Dengan konsep yang unik seperti suasana kayu sederhana, meja panjang ala dapur nenek, lampu temaram, dan aroma kopi tubruk yang menguar, persis seperti rumah eyang di kampung. Tanpa AC dan barang mewah, tapi justru itulah magnetnya.

Pemilik Warkop Sentosa, Dani, mengungkapkan bahwa konsep “Kembali Ke Rumah Nenek” di buat untuk mengingatkan kembali suasana yang ada di rumah Nenek. Dengan hiasan vintage dan barang antik/kuno, menambah kesan suasana di rumah Nenek yang sebenarnya.
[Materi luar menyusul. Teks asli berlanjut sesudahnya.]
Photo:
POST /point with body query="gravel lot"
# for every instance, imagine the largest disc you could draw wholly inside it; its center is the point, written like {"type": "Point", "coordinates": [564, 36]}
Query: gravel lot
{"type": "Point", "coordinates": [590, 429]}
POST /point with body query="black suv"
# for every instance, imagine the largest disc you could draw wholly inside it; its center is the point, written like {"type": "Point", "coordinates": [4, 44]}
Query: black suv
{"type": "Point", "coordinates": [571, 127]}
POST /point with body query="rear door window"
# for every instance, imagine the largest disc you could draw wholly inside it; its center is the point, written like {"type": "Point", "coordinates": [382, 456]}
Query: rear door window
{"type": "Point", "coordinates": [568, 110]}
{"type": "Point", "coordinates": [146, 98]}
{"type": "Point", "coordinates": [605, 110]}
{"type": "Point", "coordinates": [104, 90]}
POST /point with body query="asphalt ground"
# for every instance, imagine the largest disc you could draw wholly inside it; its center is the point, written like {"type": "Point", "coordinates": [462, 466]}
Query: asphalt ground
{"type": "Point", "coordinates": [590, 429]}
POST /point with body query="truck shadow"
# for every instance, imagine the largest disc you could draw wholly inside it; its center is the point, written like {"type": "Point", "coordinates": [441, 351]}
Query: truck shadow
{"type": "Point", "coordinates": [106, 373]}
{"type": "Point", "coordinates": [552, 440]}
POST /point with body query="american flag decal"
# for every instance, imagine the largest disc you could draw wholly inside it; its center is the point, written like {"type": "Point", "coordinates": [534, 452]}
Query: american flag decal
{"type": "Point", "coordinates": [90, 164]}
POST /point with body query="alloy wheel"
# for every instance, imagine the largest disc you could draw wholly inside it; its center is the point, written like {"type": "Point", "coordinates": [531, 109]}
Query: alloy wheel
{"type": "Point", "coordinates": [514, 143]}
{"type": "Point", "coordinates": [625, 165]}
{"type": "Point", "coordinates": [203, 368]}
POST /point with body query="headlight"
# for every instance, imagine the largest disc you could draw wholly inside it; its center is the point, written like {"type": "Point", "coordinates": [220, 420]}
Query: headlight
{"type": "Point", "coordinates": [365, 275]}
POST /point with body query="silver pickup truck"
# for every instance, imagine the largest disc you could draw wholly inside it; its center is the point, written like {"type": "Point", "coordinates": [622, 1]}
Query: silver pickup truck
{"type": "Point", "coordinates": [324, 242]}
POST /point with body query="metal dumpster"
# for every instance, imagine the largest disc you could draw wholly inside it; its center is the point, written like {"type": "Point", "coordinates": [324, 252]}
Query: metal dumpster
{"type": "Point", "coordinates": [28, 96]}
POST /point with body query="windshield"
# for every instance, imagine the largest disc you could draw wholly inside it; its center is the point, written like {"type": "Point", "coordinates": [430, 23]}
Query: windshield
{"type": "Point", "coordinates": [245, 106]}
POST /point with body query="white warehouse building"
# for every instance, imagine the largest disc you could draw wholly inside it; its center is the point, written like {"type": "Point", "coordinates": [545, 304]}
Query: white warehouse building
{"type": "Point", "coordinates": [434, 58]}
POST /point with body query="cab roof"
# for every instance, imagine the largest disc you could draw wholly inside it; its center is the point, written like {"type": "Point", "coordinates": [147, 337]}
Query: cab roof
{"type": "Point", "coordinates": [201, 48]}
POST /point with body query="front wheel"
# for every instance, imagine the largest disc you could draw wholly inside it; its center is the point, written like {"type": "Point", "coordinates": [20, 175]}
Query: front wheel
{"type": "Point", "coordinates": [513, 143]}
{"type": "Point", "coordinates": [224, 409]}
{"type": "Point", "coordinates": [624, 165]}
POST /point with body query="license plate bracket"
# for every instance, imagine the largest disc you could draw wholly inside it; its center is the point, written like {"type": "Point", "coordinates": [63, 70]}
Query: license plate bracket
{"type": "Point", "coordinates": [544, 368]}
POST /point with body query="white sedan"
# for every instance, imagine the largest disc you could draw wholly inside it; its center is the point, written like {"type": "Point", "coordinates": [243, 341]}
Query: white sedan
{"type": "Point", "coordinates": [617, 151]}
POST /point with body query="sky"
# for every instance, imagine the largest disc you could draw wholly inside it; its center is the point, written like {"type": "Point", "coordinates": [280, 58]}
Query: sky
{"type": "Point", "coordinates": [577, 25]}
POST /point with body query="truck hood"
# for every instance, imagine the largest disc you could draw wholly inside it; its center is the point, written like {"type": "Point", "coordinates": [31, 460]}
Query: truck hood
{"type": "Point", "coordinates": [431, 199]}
“Konsep nya vintage, jadi konsep yang kita ambil adalah kembali ke rumah nenek, kita ingin memberikan suguhan kepada customer supaya merasakan kembali ke rumah Nenek, dan bisa sambil menikmati camilan seperti di rumah Nenek,” ujar Dani.

Menu yang disediakan juga sangat beragam dengan harga mulai dari Rp. 5-25 ribu, tersedia beberapa macam nasi goreng, pisang goreng, sukun goreng, aneka kopi, jus, susu jahe dan beragam jenis makanan dan minuman yang lainnya.

Salah satu pengunjung Warkop Sentosa, Wulan, memberikan kesan yang baik dengan keunikan dan konsep yang ditampilkan oleh Warkop Sentosa. Wulan juga menambahkan bahwa harga yang di tetapkan tidak mahal dan ramah dikantong pelajar.

“Ya konsep nya sederhana, dan pas di kantong pelajar kaya kita,” ujarnya.

Dengan kesederhanaan dan konsistensi, Warkop Sentosa membuktikan bahwa usaha kecil tetap bisa bertahan di tengah gempuran kedai kopi modern. Selama mampu menjaga kualitas, harga terjangkau, dan kedekatan dengan pelanggan, warkop tradisional masih relevan dan terus hidup di tengah masyarakat.